Elena observó el desorden de ropa interior que había encima de la cama.
– Ni siquiera estoy segura de dónde se pone una la mitad de esas cosas.
Savannah pasó corriendo junto a Elena, saltó sobre la cama, cogió un sujetador, y se lo puso sobre el pecho.
– Éste para mí-dijo Savannah, sonriendo-. ¿A que sí?
Elena se echó a reír.
– Tal vez dentro de unos años.
Savannah resopló.
– Al paso que voy, me llevará unos cuantos años y unos cuantos pares de calcetines. Soy la única chica de noveno grado que lleva sujetadores de deporte.
– Yo aún los usaba en décimo grado, así que me llevas ventaja. -Elena se inclinó para recoger un negligé que se me había caído-. Por lo que veo esperas pasar mucho tiempo a solas con Lucas.

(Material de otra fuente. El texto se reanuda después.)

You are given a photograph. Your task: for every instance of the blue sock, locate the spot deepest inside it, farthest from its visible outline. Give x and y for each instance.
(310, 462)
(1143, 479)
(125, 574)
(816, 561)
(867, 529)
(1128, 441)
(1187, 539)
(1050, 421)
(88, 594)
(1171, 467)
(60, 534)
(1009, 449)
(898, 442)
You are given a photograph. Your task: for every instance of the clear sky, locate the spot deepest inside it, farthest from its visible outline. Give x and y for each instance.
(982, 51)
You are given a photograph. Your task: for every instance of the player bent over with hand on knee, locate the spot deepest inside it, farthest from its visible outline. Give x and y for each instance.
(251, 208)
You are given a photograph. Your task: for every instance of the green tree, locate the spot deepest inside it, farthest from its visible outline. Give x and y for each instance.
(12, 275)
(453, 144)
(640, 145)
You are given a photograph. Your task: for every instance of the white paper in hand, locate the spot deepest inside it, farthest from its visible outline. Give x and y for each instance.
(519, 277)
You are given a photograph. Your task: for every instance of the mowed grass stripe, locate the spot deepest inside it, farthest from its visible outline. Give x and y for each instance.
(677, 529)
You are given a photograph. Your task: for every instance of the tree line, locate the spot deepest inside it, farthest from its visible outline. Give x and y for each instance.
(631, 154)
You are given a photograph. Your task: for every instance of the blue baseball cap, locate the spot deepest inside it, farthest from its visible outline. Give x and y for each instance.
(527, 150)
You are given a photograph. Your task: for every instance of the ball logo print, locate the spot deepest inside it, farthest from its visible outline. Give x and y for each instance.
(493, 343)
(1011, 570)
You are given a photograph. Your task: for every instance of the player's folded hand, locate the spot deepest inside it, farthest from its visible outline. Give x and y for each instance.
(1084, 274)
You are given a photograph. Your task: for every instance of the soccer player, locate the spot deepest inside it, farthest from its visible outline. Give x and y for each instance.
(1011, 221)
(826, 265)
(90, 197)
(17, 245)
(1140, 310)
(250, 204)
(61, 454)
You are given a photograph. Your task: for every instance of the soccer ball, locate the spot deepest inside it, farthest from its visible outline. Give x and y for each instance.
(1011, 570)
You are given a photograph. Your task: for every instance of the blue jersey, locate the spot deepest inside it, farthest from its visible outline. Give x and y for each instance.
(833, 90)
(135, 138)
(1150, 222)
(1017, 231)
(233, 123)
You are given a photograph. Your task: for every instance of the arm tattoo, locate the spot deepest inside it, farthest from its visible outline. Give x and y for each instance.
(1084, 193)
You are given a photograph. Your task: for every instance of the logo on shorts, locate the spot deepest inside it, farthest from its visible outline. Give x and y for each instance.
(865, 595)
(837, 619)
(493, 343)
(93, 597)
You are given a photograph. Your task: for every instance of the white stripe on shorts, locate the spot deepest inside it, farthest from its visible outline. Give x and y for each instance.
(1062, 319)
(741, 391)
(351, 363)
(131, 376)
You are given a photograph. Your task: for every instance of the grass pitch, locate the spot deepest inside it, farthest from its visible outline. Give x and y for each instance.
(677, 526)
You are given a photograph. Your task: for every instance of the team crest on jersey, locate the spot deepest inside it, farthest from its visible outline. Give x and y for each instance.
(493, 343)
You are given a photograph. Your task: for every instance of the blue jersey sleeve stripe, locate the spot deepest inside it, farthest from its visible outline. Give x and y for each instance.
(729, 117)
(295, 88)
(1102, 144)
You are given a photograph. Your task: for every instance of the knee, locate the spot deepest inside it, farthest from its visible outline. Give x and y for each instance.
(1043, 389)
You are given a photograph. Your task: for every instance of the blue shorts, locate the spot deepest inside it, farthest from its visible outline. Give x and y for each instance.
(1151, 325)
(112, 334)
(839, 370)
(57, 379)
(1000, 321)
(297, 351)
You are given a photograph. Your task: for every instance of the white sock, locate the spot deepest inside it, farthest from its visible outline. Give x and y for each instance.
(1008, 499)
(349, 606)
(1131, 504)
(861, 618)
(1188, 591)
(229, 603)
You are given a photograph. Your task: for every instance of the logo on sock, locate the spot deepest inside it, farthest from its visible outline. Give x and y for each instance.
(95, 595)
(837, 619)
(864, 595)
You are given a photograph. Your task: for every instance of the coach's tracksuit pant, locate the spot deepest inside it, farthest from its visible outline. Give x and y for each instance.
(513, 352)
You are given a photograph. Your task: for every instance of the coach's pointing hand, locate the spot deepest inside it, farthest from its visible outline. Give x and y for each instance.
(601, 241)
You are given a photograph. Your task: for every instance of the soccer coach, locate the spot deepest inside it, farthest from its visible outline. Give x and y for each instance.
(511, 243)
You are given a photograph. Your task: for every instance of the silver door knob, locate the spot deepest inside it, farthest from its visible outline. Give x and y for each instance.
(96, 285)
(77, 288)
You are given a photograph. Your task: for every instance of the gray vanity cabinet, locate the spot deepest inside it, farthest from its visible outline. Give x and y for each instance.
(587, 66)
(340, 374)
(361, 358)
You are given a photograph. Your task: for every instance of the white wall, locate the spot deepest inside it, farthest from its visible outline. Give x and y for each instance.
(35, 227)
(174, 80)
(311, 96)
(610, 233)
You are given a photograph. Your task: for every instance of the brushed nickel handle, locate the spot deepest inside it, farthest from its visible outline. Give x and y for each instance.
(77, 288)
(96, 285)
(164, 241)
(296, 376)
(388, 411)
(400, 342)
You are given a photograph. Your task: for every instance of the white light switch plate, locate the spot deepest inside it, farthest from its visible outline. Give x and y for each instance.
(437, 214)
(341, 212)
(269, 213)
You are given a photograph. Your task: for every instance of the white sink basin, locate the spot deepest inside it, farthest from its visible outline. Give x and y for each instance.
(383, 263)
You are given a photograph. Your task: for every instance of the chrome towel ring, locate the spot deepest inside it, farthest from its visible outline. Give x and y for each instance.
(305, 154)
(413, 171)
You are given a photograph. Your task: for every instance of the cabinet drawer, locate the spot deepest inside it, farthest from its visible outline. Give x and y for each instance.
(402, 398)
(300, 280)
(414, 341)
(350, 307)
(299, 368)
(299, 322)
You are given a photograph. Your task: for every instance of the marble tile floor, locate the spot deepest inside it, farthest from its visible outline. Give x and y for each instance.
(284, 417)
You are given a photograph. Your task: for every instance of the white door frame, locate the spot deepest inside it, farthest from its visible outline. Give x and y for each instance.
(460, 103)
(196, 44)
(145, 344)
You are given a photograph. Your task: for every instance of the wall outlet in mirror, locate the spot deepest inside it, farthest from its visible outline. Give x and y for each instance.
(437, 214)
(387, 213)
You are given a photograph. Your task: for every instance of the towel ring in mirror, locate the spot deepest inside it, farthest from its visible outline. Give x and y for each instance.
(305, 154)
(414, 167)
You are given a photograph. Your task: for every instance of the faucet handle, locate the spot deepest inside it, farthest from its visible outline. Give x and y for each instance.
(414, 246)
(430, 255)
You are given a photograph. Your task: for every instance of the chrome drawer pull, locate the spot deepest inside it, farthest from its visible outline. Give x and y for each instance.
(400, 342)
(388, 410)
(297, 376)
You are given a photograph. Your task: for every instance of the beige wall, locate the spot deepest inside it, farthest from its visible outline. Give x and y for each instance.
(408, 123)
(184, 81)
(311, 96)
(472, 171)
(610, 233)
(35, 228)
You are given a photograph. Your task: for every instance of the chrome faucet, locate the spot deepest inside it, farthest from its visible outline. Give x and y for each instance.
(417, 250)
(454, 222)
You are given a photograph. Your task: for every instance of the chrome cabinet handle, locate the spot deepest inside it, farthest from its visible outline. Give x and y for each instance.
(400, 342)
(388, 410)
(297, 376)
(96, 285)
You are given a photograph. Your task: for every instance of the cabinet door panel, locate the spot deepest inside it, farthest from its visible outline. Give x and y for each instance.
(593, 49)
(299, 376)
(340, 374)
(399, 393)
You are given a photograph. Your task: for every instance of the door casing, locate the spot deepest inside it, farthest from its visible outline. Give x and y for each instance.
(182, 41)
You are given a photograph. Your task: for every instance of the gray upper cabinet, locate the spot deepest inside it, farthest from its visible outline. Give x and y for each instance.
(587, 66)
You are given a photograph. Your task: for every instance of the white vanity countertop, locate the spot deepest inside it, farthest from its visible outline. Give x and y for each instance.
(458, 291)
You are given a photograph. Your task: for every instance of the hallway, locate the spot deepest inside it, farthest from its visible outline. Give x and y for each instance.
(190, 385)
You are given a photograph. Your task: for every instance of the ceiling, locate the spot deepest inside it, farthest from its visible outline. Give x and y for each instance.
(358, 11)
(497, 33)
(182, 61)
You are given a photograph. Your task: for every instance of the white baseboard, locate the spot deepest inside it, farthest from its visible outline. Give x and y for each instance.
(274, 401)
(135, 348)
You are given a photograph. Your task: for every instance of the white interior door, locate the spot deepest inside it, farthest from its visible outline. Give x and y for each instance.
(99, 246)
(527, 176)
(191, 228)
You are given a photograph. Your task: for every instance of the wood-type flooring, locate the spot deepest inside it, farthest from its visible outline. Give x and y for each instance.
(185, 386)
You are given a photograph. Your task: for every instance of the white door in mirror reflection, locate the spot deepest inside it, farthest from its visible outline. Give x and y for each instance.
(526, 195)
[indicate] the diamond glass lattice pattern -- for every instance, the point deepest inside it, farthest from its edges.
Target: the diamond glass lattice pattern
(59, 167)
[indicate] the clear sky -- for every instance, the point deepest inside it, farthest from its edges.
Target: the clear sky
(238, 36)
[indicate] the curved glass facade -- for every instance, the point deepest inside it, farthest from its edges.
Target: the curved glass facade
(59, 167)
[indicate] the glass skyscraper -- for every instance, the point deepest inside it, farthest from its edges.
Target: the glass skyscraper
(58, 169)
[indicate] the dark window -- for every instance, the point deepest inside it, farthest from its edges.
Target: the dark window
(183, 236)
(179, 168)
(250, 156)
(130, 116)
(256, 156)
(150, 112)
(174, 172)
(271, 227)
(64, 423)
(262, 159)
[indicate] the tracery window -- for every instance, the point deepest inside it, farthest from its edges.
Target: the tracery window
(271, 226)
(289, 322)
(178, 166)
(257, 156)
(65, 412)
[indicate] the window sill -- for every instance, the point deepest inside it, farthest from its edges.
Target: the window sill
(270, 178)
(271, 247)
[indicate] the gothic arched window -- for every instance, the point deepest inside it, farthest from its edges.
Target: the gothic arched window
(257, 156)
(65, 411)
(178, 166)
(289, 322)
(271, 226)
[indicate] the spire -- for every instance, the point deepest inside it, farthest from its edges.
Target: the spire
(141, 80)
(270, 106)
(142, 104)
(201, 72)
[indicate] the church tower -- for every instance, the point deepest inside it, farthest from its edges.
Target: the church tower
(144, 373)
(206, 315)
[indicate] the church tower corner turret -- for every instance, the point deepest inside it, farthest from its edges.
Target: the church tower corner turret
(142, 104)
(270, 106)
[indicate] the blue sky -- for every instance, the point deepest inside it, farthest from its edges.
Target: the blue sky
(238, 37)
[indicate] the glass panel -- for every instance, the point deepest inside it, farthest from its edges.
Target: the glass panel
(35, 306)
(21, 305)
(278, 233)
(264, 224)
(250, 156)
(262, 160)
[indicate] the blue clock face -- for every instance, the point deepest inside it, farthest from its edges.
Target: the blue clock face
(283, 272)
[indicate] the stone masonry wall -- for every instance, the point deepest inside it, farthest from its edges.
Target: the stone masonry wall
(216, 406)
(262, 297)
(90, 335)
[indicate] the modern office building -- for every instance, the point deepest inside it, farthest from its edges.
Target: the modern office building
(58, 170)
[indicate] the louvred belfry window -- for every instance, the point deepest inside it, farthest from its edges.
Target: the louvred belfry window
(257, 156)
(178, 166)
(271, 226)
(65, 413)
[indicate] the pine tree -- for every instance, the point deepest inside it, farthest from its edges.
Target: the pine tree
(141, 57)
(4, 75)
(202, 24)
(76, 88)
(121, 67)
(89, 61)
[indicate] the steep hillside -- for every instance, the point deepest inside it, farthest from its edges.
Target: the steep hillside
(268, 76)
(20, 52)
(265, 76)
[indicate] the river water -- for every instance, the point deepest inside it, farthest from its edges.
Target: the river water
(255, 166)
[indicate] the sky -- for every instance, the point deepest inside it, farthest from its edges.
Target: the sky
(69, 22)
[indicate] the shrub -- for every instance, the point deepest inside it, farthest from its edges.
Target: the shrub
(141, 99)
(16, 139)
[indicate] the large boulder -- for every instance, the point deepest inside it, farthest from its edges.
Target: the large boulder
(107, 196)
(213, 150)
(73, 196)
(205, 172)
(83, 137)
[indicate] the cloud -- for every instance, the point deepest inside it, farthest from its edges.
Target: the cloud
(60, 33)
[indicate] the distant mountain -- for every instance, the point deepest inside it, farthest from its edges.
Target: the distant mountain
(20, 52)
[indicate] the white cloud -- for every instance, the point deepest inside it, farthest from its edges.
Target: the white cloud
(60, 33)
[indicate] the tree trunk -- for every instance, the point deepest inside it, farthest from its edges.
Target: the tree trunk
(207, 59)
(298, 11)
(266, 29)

– ¡Qué más quisiera yo! -respondí-. Va de camino a Chicago. Fue Savannah quien hizo la maleta, y confío en que metiera en ella algo de ropa.
– En el fondo -aseguró Savannah.
Guardé el resto de la lencería en un cajón, luego guardé la maleta medio vacía en el armario y me volví hacia Elena. Hice un esfuerzo para no responder al impulso de abrazarla. Elena no era de la clase de personas que gusta de abrazos y besos. Hasta el contacto físico superficial, como los apretones de mano, le producían cierta incomodidad, aunque esa incomodidad no pudiese compararse ni de lejos con la que experimentaba en esos casos otra persona…, pensamiento que hizo que cayera en la cuenta de que faltaba alguien en la reunión.